7.8 C
New York
Friday, April 19, 2024

Rupiah Melemah, Rp14.933 per Dolar AS

Jakarta / Mistar
Nilai tukar (kurs) rupiah yang ditransaksikan antarbank di Jakarta, Selasa (11/4/23) pagi, turun 31 poin atau 0,20 persen ke posisi Rp14.933 per dolar AS dibandingkan posisi pada penutupan perdagangan hari sebelumnya Rp14.902 per dolar AS.

Rupiah melemah tipis melawan dolar AS pada pembukaan perdagangan. Awal pekan kemarin rupiah mampu melanjutkan penguatan setelah sebelumnya melesat empat pekan beruntun.

Melansir Data Refinitiv, rupiah membuka perdagangan di Rp14.920/US$, melemah 0,14% di pasar spot.

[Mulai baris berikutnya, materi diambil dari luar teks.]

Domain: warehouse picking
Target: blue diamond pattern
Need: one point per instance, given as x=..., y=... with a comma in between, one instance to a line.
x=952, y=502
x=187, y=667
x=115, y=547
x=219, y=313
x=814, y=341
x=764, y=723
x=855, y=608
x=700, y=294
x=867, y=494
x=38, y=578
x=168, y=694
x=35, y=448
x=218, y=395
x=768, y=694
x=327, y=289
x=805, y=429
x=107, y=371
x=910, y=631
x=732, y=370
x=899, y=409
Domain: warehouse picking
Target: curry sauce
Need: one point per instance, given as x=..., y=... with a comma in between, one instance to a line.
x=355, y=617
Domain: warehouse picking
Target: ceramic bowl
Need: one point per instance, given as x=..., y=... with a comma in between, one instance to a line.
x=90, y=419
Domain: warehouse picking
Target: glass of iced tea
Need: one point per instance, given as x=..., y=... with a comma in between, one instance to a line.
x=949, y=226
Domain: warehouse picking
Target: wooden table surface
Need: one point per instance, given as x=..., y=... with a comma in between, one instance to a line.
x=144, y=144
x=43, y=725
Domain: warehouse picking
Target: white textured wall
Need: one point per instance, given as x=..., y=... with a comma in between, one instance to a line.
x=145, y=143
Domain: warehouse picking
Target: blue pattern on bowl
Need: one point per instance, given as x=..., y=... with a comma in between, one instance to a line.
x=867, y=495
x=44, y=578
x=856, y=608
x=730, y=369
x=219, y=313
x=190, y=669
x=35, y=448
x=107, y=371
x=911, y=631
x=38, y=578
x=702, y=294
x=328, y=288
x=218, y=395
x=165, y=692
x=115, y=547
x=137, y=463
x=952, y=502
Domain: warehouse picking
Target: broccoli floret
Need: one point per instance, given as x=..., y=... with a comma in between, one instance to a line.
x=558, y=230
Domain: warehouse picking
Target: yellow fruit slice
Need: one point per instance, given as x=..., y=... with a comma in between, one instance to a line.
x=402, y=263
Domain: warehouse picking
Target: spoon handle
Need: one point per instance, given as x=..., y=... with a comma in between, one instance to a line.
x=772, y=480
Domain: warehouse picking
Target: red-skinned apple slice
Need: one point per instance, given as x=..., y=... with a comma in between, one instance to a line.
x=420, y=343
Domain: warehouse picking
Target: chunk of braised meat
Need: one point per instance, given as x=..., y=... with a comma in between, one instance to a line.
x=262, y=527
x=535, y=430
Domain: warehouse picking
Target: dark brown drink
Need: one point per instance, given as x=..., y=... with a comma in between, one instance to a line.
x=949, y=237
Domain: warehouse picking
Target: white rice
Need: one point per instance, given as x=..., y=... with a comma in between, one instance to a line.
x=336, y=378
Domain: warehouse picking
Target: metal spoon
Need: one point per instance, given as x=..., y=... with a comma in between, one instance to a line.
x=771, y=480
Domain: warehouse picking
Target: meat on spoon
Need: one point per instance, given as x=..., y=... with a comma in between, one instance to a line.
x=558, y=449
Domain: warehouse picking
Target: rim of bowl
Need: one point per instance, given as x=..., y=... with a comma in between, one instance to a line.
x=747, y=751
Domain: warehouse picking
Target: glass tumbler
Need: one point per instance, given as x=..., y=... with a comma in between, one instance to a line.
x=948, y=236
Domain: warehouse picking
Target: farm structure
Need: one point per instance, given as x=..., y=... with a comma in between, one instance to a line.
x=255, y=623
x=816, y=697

Kemarin Bank Indonesia (BI) melaporkan melaporkan cadangan devisa per akhir Maret 2023 adalah sebesar US$ 145,2 miliar, naik US$ 4,9 miliar dari Februari.

Baca Juga:Rupiah Melemah di Tengah Aksi Ambil Untung

Setelah mengalami tren penurunan yang panjang, cadangan devisa akhirnya mampu naik lima bulan beruntun.

Selama periode tersebut, Cadev sudah melesat US$ 15 miliar, dan mendekati rekor tertinggi sepanjang masa US$ 146,9 miliar yang dicapai pada September 2021.

Posisi cadangan devisa saat ini berada di level tertinggi sejak Desember 2021.

Meski demikian, data tersebut belum memberikan dampak yang besar, sebab kenaikannya terjadi karena penarikan pinjaman pemerintah.

Baca Juga:Rupiah dan IHSG Kompak Menguat

“Peningkatan posisi cadangan devisa pada Maret 2023 antara lain dipengaruhi oleh penerimaan pajak dan penarikan pinjaman luar negeri pemerintah,” tulis BI dalam keterangan resminya, Senin (10/4/23).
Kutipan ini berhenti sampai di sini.